The venue can change as the season progresses. In the offseason, Semien explained, the Mets chatted over WhatsApp. In the early going of the regular season, the conversations shifted to the team’s in-house video service. The Houston Astros executed that maneuver in reverse. During spring training, first baseman Christian Walker said, the Astros connect through “a regular, iPhone blue group message.” (What if a player used an Android? “Go get an iPhone,” Walker said.) Once the season starts, the chat moves to WhatsApp.

“Occasionally, somebody will talk some s—,” Walker said. “Like, we’ll (be) on the runway after landing, sitting on the bus, and somebody will fire off a message about waiting on the coaches’ bags. And the next thing you know, it’s just a waterfall of people talking crap.”

The staff can facilitate the discourse. The Athletics maintain a WhatsApp chat that includes the players, coaches and team officials. A member of the Athletics communications department will also build separate group chats for the players. The responsibility for removing members from the player-only chat when they get traded or demoted falls upon a veteran like Brent Rooker.

“It sucks sometimes,” he said. “It depends on the situation. If it’s a guy who gets optioned, and we’re expecting him back at some point, you just leave him in. But not a fun thing to have to do.”

Mets starter Kodai Senga checking his phone during spring training. (Rich Storry / Getty Images)

For some teams, coaches assist with the dialogue.

Before the season began, Royals director of hitting performance Alec Zumwalt manually built a group text for the expanded roster of hitters at camp. “For spring training, I had to add everybody, so that’s a ginormous list, 30-some players,” he said. “Which, half the time, none of them read anyway.” Zumwalt likes to hype up his group, many of whom have spent their entire careers with Kansas City. He prefers the immediacy of a text to a more impersonal platform.

“This is us communicating,” Zumwalt said. “And it’s not being overseen by some other entity. Because there’s always that skepticism of ‘Is something I say here going to be used against me?’ And I think in a text message, for me, personally, I feel like guys drop their guard a little bit more, versus on Slack.”

That morning at Royals camp, Pasquantino called over pitching coach Brian Sweeney.

“Sweeney,” he said, “you’re on Slack, right?”

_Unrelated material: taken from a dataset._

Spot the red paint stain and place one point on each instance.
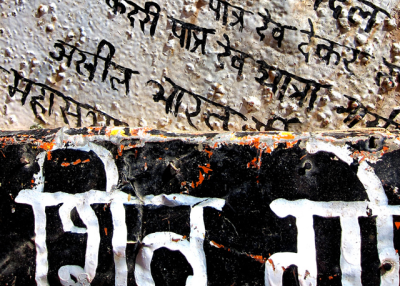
(47, 146)
(120, 149)
(201, 179)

“I am on Slack,” Sweeney said. But the life of a coach is a bit more convoluted than those of the players. “So there’s group chats upon group chats,” Sweeney said. “And then there’s so many Slack channels, to coordinate the minor-league side with the major-league side. And then all the information that you might need — it could be in Dropbox. It could be in OneDrive. It could be in one of your emails.”

Sweeney was laughing. The job of the coaches, of the front office, of the support staff — of everything except the guys playing in the games, really — was to synthesize all those channels.

“Trying to consolidate that is really a major-league organization’s biggest issue,” Sweeney said. “Because you have the information and data to set the players up for the best experience.”

“And then,” Pasquantino said, “we’re still going to complain, no matter what.”